DAVID: As for dangerous organisms, we have been given the brain capacity to learn how to fight them. Bacteria and viruses have beneficial roles usually, but some are nasty. I do not know why God created them, but He may have a purpose we do not yet recognize.

God deliberately designed bad things and we don’t know why. Not much of an explanation, is it? How about: God didn’t design them, but wanted to avoid the dull predictability of a Garden of Eden, and therefore invented a system whereby living organisms would design themselves in an endless variety of forms, all of which would find different ways (which we judge to be good or bad) of surviving in the on-going process we know as evolution?

DAVID: Evil among humans beings is explained because God gave us free will.

Just as in the above proposal he would have given organisms “free will” to find their own methods of survival. If we continue the Garden of Eden metaphor, he was the one who created the tree of knowledge of good and evil, and stuck a snake in there for good measure. Why create it in the first place? I suggest that he knew perfectly well what would happen if he gave organisms the freedom to conduct their own affairs: the result would be a mixture of good and evil. Not so dull as good all on its own.

DAVID: Dangerous environmental events: storms, volcanic eruption, flooding, earthquakes, etc. are all part of the beneficial processes of Earth that allows life to appear.

So did God design them or didn’t he? If he didn’t, he was dependent on chance for all these “beneficial processes”. If he did, are you saying that he couldn’t have directly designed life and living conditions without them? He couldn’t have created a Garden of Eden? Once again, you show scant respect for an all-powerful God whose powers are so limited that he can’t prevent or correct mistakes in his life system, and he can’t create living conditions without creating killing conditions as well. Since our topic is theodicy – so we can’t consider any explanation other than God’s intentions – I would suggest that all these natural disasters also result from a system designed to fulfil his desire for endless and unpredictable variety, as epitomized by us humans and all our activities.
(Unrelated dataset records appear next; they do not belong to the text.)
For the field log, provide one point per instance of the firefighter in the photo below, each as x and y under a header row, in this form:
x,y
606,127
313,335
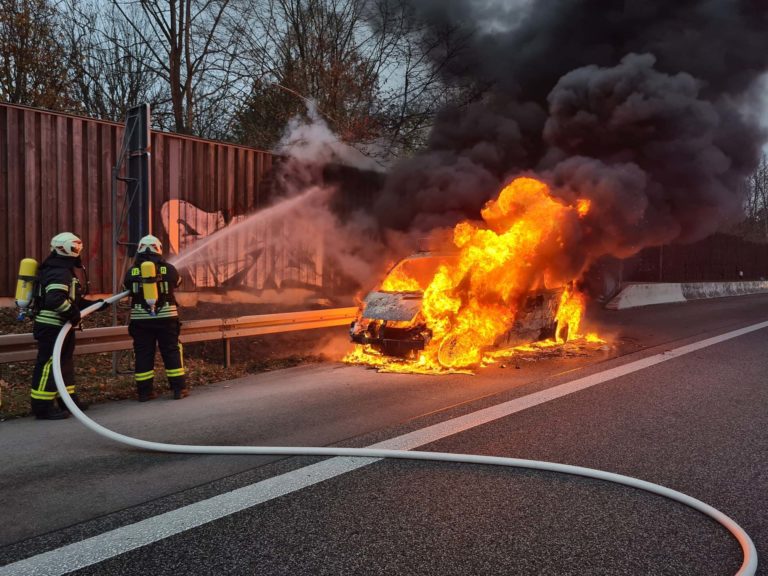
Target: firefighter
x,y
155,319
62,286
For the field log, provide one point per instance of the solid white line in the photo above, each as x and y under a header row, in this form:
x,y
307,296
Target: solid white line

Please remember our agreement that you need the dark to fully appreciate the light. But he would also have retained the option of intervening (dabbling) at any time, e.g. Chixculub.

DAVID: dhw will bring up other issues, I'm sure.

Phew, that’s enough to be getting on with! Thank you for separating this as a new thread. Although arguments overlap,it is sometimes helpful to stick to one single, central topic.